Chapter XII: Improving our Error Checking

Based on the original series “Let’s Build a Compiler!” by Jack Crenshaw.

Introduction

We now have a fully working compiler that can compile TINSEL v1.0 programs, including comments, which we can run on Linux. So, let’s work on some details to close some small gaps and also improve our error checking.

More Input after the EndProgram Token

Let’s start with an easy one. Our compiler stops compiling when it sees endprogram which is the token that terminates our program. It will ignore anything that follows “endprogram” and this is fine – everything works. However, having extra characters in the input stream after the end of the actual program, which are being ignored, is not a clean scenario. Let’s add a little check so that our compiler flags this as an error.

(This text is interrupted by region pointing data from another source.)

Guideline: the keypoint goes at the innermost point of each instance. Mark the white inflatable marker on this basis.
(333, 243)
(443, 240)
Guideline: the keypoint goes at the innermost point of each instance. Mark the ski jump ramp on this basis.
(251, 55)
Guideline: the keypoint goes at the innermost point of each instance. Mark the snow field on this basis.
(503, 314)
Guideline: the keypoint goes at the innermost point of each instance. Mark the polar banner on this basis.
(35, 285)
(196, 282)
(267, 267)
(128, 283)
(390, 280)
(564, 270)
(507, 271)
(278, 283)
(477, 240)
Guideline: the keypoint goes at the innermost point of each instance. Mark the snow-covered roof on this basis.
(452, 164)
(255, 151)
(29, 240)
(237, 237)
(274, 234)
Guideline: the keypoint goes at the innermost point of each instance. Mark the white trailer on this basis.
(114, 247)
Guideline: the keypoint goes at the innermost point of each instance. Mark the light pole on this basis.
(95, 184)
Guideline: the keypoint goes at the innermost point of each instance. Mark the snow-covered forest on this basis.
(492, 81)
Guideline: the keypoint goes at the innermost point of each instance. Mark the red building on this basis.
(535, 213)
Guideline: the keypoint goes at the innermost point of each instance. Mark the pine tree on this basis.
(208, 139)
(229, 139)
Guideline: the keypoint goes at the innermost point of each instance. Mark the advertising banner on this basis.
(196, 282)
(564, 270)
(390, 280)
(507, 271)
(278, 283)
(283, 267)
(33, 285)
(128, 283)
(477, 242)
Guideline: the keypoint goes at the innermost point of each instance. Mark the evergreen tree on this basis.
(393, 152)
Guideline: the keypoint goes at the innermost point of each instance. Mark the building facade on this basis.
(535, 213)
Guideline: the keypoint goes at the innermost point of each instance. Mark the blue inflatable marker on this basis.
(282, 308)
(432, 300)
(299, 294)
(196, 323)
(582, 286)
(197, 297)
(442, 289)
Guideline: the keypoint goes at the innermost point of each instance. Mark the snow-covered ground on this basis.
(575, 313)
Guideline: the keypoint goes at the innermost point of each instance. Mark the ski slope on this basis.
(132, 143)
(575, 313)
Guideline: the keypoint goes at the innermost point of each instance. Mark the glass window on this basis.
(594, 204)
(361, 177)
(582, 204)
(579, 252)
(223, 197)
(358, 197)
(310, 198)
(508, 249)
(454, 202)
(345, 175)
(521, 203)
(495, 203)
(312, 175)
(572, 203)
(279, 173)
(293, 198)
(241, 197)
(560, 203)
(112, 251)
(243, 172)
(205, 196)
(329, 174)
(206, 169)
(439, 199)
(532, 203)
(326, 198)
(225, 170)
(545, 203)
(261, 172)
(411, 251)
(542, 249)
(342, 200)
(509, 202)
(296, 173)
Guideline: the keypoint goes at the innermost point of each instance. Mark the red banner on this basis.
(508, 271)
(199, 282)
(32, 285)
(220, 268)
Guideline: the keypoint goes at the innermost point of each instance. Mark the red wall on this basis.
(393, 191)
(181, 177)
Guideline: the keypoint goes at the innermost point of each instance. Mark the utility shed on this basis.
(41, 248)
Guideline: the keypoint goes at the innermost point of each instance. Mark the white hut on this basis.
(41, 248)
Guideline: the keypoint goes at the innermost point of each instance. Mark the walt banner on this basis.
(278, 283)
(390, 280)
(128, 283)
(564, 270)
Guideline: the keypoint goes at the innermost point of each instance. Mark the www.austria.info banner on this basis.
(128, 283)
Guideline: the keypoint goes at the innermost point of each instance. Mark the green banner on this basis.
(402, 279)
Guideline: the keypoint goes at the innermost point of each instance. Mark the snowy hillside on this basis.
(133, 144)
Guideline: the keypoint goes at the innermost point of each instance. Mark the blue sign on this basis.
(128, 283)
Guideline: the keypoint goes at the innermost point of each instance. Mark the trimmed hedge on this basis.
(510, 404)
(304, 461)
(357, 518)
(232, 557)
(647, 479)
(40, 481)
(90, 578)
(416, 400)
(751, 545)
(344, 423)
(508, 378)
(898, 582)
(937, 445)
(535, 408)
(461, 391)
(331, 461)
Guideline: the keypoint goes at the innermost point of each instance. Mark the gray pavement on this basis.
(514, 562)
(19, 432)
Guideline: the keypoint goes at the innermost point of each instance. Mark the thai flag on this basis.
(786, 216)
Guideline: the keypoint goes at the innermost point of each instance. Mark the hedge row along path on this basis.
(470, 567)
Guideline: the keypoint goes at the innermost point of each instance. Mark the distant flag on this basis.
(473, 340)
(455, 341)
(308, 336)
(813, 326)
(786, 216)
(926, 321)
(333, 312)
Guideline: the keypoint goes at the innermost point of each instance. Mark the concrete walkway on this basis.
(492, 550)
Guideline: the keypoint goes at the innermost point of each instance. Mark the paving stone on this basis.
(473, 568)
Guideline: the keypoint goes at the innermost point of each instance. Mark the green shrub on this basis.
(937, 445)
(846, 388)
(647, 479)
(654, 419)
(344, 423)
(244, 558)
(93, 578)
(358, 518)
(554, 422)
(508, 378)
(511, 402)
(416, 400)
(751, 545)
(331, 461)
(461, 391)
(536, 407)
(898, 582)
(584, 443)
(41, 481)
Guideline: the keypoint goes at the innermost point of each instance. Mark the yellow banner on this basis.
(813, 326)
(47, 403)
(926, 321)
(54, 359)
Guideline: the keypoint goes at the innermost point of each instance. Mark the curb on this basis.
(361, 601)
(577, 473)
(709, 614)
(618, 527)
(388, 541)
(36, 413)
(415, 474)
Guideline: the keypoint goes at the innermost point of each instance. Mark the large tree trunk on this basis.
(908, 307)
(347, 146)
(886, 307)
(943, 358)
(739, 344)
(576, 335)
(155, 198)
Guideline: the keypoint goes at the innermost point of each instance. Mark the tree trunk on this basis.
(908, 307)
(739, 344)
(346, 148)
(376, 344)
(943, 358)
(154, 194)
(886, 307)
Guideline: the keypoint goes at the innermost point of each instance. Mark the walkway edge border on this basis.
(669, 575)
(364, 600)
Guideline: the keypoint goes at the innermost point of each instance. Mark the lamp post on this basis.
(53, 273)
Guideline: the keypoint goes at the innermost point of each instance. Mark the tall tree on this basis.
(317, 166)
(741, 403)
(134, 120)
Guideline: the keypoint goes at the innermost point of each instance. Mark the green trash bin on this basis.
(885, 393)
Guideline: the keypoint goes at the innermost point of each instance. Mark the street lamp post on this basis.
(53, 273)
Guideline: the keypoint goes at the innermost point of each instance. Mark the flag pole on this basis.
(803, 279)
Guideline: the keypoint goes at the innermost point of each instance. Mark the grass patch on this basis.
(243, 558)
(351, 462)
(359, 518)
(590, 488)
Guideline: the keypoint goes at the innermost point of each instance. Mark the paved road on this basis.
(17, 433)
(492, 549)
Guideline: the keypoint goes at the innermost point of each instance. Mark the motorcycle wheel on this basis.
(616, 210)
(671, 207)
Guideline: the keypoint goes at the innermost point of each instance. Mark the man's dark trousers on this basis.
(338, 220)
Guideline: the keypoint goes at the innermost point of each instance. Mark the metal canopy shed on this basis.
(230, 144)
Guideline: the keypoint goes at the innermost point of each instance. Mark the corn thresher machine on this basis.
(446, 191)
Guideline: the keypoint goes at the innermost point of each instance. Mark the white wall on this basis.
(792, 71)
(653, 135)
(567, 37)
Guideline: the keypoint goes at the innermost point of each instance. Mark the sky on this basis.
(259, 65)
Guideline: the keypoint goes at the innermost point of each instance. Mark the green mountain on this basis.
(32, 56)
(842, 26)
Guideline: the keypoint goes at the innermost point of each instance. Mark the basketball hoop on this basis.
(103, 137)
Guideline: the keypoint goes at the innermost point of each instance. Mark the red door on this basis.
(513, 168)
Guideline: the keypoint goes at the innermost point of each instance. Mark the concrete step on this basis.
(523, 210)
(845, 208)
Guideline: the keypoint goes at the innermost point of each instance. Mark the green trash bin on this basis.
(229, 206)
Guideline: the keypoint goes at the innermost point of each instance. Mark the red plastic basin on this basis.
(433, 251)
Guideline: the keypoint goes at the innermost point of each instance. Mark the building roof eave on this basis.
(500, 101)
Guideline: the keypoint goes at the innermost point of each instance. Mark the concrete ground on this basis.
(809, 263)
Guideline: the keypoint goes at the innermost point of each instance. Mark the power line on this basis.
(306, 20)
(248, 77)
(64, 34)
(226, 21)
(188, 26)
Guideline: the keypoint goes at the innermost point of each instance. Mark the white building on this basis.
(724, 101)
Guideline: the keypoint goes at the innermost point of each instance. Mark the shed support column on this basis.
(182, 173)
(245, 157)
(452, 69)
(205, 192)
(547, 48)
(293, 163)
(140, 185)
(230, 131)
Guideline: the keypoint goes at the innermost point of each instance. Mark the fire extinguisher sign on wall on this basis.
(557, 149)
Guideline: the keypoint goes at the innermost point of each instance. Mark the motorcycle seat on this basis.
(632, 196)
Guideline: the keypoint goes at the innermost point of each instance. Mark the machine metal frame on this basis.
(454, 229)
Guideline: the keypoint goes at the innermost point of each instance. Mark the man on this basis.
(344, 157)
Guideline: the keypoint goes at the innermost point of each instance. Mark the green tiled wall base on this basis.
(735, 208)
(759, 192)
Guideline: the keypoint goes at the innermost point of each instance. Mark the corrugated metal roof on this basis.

After the “endprogram” token we would expect the end of input, so all we need is to add one line at the end of parseProgEnd:

fun parseProgEnd() {
    inp.match(Kwd.endOfProgram)
    code.progEnd()
    inp.match(Kwd.endOfInput)
}

With this simple check, our compiler will not allow anything after the “endprogram” token other than white spaces (and new lines).

As you may have noticed, I’ve also moved the two lines that were printing a newline and the comment “end of program” to the output, to our code module into a function called progEnd, similar to progInit – it’s cleaner this way.

Output to a File

Now that we can directly execute our programs on Linux, it does not feel right to have to copy and paste our compiler’s output to a file so that we can then pass it through the GNU assembler. Let’s make our compiler do this for us.

So far we have been using only one mandatory command line argument, which was the input file. I will add one more option, to tell our compiler to create a file for the code that it produces:

CompilerMain [-o output_file] input_file

For this to work, let’s declare a new variable in CompilerMain.kt that will hold the name of the output file:

var outFile = ""

We will need to pass this variable as a parameter to the x86_64Instructions class constructor:

class x86_64Instructions(outFile: String = "") {
    ....

In this class we will declare our output stream that will be initialised by default to the standard output:

private var outStream: PrintStream = out

What we need now is some initialisation code for this class, which will check the value of outFile, and if not empty, will set the output stream to point to that file:

/** initialisation code - class InputProgramScanner */
init {
if (outFile != "") {
try {
outStream = PrintStream(File(outFile))
} catch (e: Exception) {
err.println("could not create output file - $e")
err.println("output code will be sent to stdout")
}
}
}

As you can see, if the output file cannot be created/opened, the compiler will print an error message and will send the output to stdout. By the way, if the output file exists already, it will be overwritten.

And to make the output go to the output stream as opposed to stdout, a small change is required in outputCode. This is the only place where we need to change the call to print, as this is where the code is actually written to the output. All the other functions (code with a newline, labels, comments, etc.) end up calling outputCode.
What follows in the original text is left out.